ELAC is an interdisciplinary research programme whose central aim is to determine how law, norms, and institutions can regulate, restrain, prevent, and terminate armed conflict in today's international system. Founded in 2008 through the generous funding of The Oxford Martin School (previously called the James Martin 21st Century School), the Institute is housed within the Department of Politics and International Relations at the University of Oxford. The Institute also has links with the Faculty of Law and the Faculty of Philosophy.
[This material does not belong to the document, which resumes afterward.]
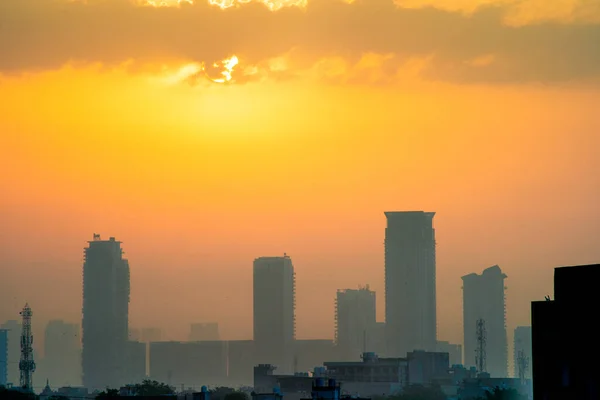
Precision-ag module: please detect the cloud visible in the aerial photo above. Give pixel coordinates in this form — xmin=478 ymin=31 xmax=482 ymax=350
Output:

ELAC's collaborative research programme crosses the disciplines of philosophy and political theory, law, and international relations. As well as producing research of the highest quality through traditional academic channels, ELAC seeks to inform the wider public and policy debate through its various outreach activities. The institute identifies a ‘signature theme’ triennially, which culminates with the generation of a Consensus Statement of Principles setting out concrete proposals for reforming and developing the normative and regulatory framework for armed conflict. The theme for 2008-11 was ‘Strengthening International Authority’.
ELAC aims to:
Become a global centre of excellence for interdisciplinary research into the management and regulation of armed conflict;
Build a community of scholars engaged in collaborative research on issues relating to the norms, ethics and politics of armed conflict;
Act as a new focal point for research and teaching across the disciplines of law, philosophy, and international relations both within the Oxford community and with other related institutions worldwide;
Attract, develop, and retain academic staff and fellows of the highest calibre who will champion the Institute’s mission;
Deliver an impact beyond the confines of traditional academic research by engaging in public and policy debates;
Play a significant role in reshaping the legal and policy instruments for the management and regulation of armed conflict;
- Establish relevant partnerships and networks with governments, NGO's, international institutions, the media, and the public more widely.